The first reason is that America has atrocious taste in music. They passed on most of the scrumptious pop and eurodance that made it big everywhere else, yet allowed snap music to constantly dominate the charts during the second half of the 2000s.

The second reason is that Robbie Williams was not particularly successful when he released The Ego Has Landed, a compilation featuring tracks from his first two solo albums, in the United States in 1999. "Millennium" and "Angels" did okay on the airplay charts, but Williams wasn't achieving anywhere near the level of success he was in the rest of the world and few people actually bought Ego. I think by the Y2K era, mainstream America wasn't interested in such allusive lyrics from a singer whose style frequently wavered between britpop-rock and pop. Because of this, Sing When You're Winning and all of his subsequent albums were not really promoted in the United States; 2005's Intensive Care almost wasn't even released in America at all! "Teenage Dirtbag" was at least a hit on the Alternative chart in the United States, peaking at #7; "Rock DJ" only peaked at #24 on the Hot Dance Club Play, a nearly completely irrelevant chart for measuring song popularity, anyway.
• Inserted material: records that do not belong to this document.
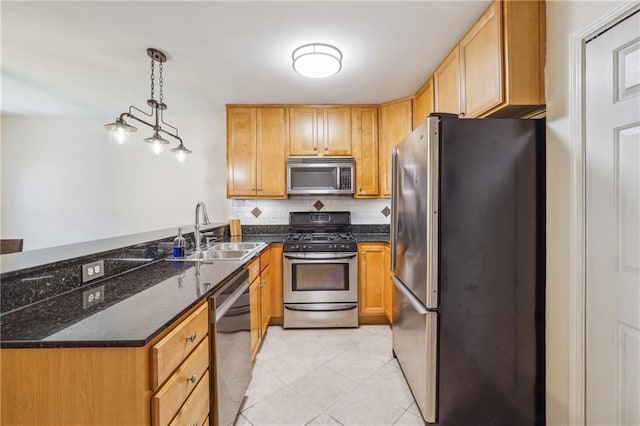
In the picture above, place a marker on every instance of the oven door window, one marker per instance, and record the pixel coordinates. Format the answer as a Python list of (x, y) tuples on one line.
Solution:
[(320, 277)]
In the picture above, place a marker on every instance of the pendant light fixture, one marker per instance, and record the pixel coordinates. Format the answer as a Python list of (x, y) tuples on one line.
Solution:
[(317, 60), (120, 131)]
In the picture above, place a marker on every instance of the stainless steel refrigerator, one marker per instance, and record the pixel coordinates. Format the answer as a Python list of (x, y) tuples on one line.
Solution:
[(467, 262)]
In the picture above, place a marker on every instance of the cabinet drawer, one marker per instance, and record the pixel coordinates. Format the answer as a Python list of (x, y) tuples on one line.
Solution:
[(265, 257), (167, 401), (196, 407), (254, 269), (169, 352)]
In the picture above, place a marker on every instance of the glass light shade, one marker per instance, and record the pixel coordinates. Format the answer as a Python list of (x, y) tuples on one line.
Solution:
[(317, 60), (181, 152), (119, 131), (157, 142)]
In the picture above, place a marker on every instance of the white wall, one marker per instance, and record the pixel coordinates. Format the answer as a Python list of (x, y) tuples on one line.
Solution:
[(276, 212), (563, 18), (63, 182)]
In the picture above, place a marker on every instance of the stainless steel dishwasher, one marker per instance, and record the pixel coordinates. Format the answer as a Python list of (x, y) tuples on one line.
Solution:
[(230, 322)]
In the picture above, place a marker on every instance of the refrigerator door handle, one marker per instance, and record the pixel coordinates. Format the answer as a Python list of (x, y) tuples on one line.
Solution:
[(413, 300), (394, 196)]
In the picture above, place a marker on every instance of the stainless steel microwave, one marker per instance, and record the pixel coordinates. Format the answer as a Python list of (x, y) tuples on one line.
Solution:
[(320, 175)]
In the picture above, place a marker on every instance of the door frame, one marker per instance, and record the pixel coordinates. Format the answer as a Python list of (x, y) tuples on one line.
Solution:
[(577, 208)]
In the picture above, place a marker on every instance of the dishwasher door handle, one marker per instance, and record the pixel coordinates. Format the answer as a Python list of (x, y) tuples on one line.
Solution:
[(222, 309)]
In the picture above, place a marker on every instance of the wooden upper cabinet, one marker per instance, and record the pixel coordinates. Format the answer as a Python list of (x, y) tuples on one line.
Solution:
[(502, 60), (303, 130), (446, 82), (320, 131), (256, 143), (481, 63), (423, 102), (241, 152), (395, 124), (271, 148), (364, 141)]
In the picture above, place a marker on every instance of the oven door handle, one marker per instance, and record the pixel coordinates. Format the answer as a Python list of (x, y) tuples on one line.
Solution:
[(320, 256), (320, 307)]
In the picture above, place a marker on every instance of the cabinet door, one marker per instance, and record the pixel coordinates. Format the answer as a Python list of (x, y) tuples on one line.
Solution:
[(481, 61), (271, 152), (371, 279), (306, 128), (395, 125), (337, 131), (254, 306), (265, 299), (241, 152), (364, 140), (423, 103), (276, 281), (446, 82), (388, 285)]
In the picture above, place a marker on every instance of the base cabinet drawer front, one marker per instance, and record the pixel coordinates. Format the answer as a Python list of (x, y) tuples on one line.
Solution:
[(196, 407), (168, 400), (169, 352)]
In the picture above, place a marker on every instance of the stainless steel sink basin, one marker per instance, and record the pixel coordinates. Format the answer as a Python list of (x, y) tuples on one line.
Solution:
[(235, 246), (223, 251), (219, 254)]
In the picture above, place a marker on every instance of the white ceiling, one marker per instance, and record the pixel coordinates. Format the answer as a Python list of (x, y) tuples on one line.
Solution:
[(88, 58)]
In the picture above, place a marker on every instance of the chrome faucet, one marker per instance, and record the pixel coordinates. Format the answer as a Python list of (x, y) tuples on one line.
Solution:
[(196, 233)]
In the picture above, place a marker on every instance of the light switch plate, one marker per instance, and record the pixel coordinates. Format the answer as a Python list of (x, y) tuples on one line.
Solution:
[(93, 270)]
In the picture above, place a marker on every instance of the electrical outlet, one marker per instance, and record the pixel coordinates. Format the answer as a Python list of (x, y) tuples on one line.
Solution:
[(93, 270), (92, 297)]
Also, even though Take That's "Back for Good" was a success in the United States in 1995, it did not translate to Americans actually buying the group's Nobody Else, by then already their third album, and so RCA didn't release "Never Forget," "Sure," and "How Deep Is Your Love" as singles in the United States at all, even though all three were #1 hits in the UK. The exact same fate happened to Eternal, which had a solid hit in America with "Stay" but abandoned the United States when Always & Forever failed to push units; S Club 7, who never cracked the American charts except with "Never Had a Dream Come True" in 2001 (though some people knew them through their shows, including my younger sister); All Saints, who scored huge with "Never Ever" and achieved moderate success with "I Know Where It's At" but got no further promotion in the US due to poor sales for their first album; and Sugababes, who scored hit after hit after hit in their native UK but only ever made a splash in the United States with "Hole in the Head," a decent hit on the Mainstream Top 40 but an utter flop on the Hot 100, and which never led to lucrative album showings.

It's pretty amazing how the members of Take That have been famous for a quarter of century – their first big hit was a cover of "It Only Takes a Minute" in mid-1992, and they just had a #13 single in "Giants" earlier this year! – and yet they were only ever a one-hit wonder in the United States. In fact, "Back for Good" doesn't even feature Robbie on lead at all; the entire main melody is given to Gary Barlow instead.

Subject: Re: Choose Your Top 5 Favorite Songs Of 2000?

Written By: mach!ne_he@d on 05/30/17 at 9:44 am


The same goes for "Teenage Dirtbag" by Wheatus as well. It boggles the mind that "Teenage Dirtbag" did not even chart in the US. That's incredible!  :o It was a hit in so many countries around the world, but it never charted in it's home country. Those two songs really are, at least in the UK, Australia, New Zealand and other European countries, two of the most quintessential songs released in the year 2000. America really baffles me sometimes. :P

http://www.youtube.com/watch?v=FC3y9llDXuM


You know, even though Teenage Dirtbag wasn't a huge hit in the United States, it was actually a fairly popular song among kids at that time, despite the fact that it didn't get as much airplay on MTV as other songs did. At least, it was popular in my school. I even knew a few kids that had some Wheatus CD's.